Why does appending "" to a String save memory? - java

I used a variable with a lot of data in it, say String data.
I wanted to use a small part of this string in the following way:
this.smallpart = data.substring(12,18);
After some hours of debugging (with a memory visualizer) I found out that the objects field smallpart remembered all the data from data, although it only contained the substring.
When I changed the code into:
this.smallpart = data.substring(12,18)+"";
..the problem was solved! Now my application uses very little memory now!
How is that possible? Can anyone explain this? I think this.smallpart kept referencing towards data, but why?
UPDATE:
How can I clear the big String then? Will data = new String(data.substring(0,100)) do the thing?

Doing the following:
data.substring(x, y) + ""
creates a new (smaller) String object, and throws away the reference to the String created by substring(), thus enabling garbage collection of this.
The important thing to realise is that substring() gives a window onto an existing String - or rather, the character array underlying the original String. Hence it will consume the same memory as the original String. This can be advantageous in some circumstances, but problematic if you want to get a substring and dispose of the original String (as you've found out).
Take a look at the substring() method in the JDK String source for more info.
EDIT: To answer your supplementary question, constructing a new String from the substring will reduce your memory consumption, provided you bin any references to the original String.
NOTE (Jan 2013). The above behaviour has changed in Java 7u6. The flyweight pattern is no longer used and substring() will work as you would expect.

If you look at the source of substring(int, int), you'll see that it returns:
new String(offset + beginIndex, endIndex - beginIndex, value);
where value is the original char[]. So you get a new String but with the same underlying char[].
When you do, data.substring() + "", you get a new String with a new underlying char[].
Actually, your use case is the only situation where you should use the String(String) constructor:
String tiny = new String(huge.substring(12,18));

When you use substring, it doesn't actually create a new string. It still refers to your original string, with an offset and size constraint.
So, to allow your original string to be collected, you need to create a new string (using new String, or what you've got).

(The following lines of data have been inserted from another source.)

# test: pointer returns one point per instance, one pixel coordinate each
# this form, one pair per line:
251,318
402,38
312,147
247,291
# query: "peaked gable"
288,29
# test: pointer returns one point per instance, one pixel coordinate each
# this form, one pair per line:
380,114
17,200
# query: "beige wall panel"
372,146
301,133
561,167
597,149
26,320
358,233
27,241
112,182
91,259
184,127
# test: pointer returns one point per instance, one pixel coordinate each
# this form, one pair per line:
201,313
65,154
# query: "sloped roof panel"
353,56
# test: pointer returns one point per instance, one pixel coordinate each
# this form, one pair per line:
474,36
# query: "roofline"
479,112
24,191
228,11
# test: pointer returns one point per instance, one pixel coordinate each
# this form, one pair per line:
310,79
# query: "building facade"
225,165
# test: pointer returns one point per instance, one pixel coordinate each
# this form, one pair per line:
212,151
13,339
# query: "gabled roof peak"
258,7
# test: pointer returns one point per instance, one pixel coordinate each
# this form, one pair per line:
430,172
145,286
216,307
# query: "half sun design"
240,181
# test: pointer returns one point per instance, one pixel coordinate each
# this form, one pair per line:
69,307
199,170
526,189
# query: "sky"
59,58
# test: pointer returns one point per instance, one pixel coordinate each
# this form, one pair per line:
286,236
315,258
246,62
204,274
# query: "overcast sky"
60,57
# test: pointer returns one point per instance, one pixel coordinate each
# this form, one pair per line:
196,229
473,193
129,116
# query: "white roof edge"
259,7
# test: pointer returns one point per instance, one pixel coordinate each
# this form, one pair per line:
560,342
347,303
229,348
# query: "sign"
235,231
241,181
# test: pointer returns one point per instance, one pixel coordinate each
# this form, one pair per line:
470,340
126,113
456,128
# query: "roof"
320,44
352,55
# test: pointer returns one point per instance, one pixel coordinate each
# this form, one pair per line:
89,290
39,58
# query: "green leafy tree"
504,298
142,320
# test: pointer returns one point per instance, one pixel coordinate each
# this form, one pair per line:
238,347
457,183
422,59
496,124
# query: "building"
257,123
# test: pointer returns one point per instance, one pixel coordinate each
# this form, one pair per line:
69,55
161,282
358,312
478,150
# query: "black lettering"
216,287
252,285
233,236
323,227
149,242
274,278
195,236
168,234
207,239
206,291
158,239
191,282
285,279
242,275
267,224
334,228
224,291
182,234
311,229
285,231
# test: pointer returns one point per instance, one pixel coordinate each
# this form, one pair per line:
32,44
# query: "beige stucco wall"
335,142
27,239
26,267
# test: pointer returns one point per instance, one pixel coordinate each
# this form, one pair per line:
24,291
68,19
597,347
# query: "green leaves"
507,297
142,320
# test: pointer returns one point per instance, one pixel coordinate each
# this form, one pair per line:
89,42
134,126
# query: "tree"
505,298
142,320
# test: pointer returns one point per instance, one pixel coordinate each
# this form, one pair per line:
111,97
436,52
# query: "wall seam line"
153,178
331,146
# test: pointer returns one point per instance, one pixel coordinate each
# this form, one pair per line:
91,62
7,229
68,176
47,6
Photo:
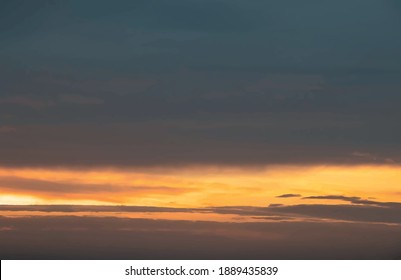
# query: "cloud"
388,213
118,238
288,195
60,189
352,199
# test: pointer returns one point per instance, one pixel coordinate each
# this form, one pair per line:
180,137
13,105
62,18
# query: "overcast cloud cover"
199,82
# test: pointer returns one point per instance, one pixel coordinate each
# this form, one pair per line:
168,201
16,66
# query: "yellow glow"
198,186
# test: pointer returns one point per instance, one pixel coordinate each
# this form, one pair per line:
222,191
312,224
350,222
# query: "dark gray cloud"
117,238
256,82
288,195
352,199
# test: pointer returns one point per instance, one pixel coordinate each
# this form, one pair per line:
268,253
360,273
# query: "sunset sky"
274,123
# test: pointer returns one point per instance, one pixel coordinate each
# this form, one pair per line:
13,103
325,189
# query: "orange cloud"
198,186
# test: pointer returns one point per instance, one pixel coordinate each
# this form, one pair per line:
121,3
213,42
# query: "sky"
266,122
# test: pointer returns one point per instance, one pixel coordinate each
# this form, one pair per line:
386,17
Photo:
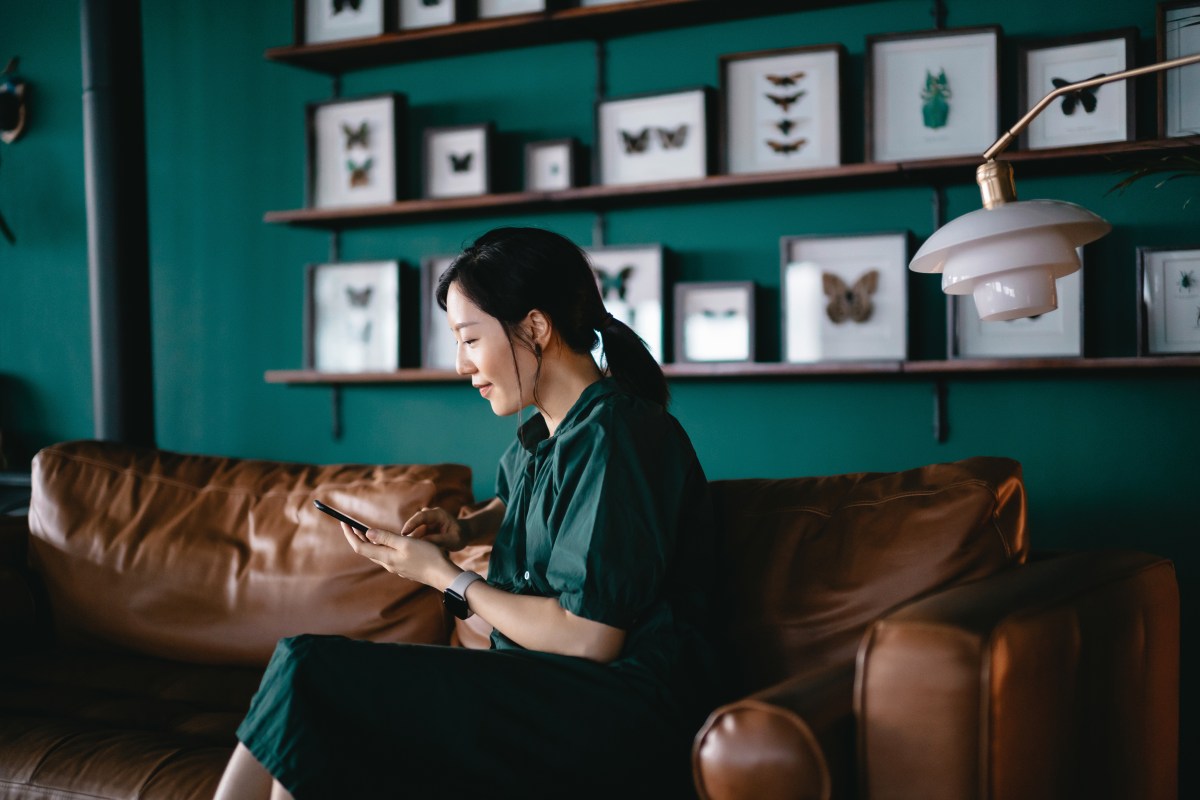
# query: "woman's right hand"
437,527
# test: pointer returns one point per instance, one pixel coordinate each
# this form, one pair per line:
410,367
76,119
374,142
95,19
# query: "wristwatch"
455,596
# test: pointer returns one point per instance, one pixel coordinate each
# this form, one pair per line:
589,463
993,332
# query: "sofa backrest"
811,561
213,559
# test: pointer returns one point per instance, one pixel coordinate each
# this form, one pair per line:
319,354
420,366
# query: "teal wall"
1109,459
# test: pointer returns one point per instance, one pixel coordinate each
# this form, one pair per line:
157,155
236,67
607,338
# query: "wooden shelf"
777,370
847,176
526,30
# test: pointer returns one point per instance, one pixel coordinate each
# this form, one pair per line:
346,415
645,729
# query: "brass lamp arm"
1002,143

I think this.smallpart kept
referencing towards data, but why?
Because Java strings consist of a char array, a start offset and a length (and a cached hashCode). Some String operations like substring() create a new String object that shares the original's char array and simply has different offset and/or length fields. This works because the char array of a String is never modified once it has been created.
This can save memory when many substrings refer to the same basic string without replicating overlapping parts. As you have noticed, in some situations, it can keep data that's not needed anymore from being garbage collected.
The "correct" way to fix this is the new String(String) constructor, i.e.
this.smallpart = new String(data.substring(12,18));
BTW, the overall best solution would be to avoid having very large Strings in the first place, and processing any input in smaller chunks, aa few KB at a time.

In Java strings are imutable objects and once a string is created, it remains on memory until it's cleaned by the garbage colector (and this cleaning is not something you can take for granted).
When you call the substring method, Java does not create a trully new string, but just stores a range of characters inside the original string.
So, when you created a new string with this code:
this.smallpart = data.substring(12, 18) + "";
you actually created a new string when you concatenated the result with the empty string.
That's why.

As documented by jwz in 1997:
If you have a huge string, pull out a substring() of it, hold on to the substring and allow the longer string to become garbage (in other words, the substring has a longer lifetime) the underlying bytes of the huge string never go away.

Just to sum up, if you create lots of substrings from a small number of big strings, then use
String subtring = string.substring(5,23)
Since you only use the space to store the big strings, but if you are extracting a just handful of small strings, from losts of big strings, then
String substring = new String(string.substring(5,23));
Will keep your memory use down, since the big strings can be reclaimed when no longer needed.
That you call new String is a helpful reminder that you really are getting a new string, rather than a reference to the original one.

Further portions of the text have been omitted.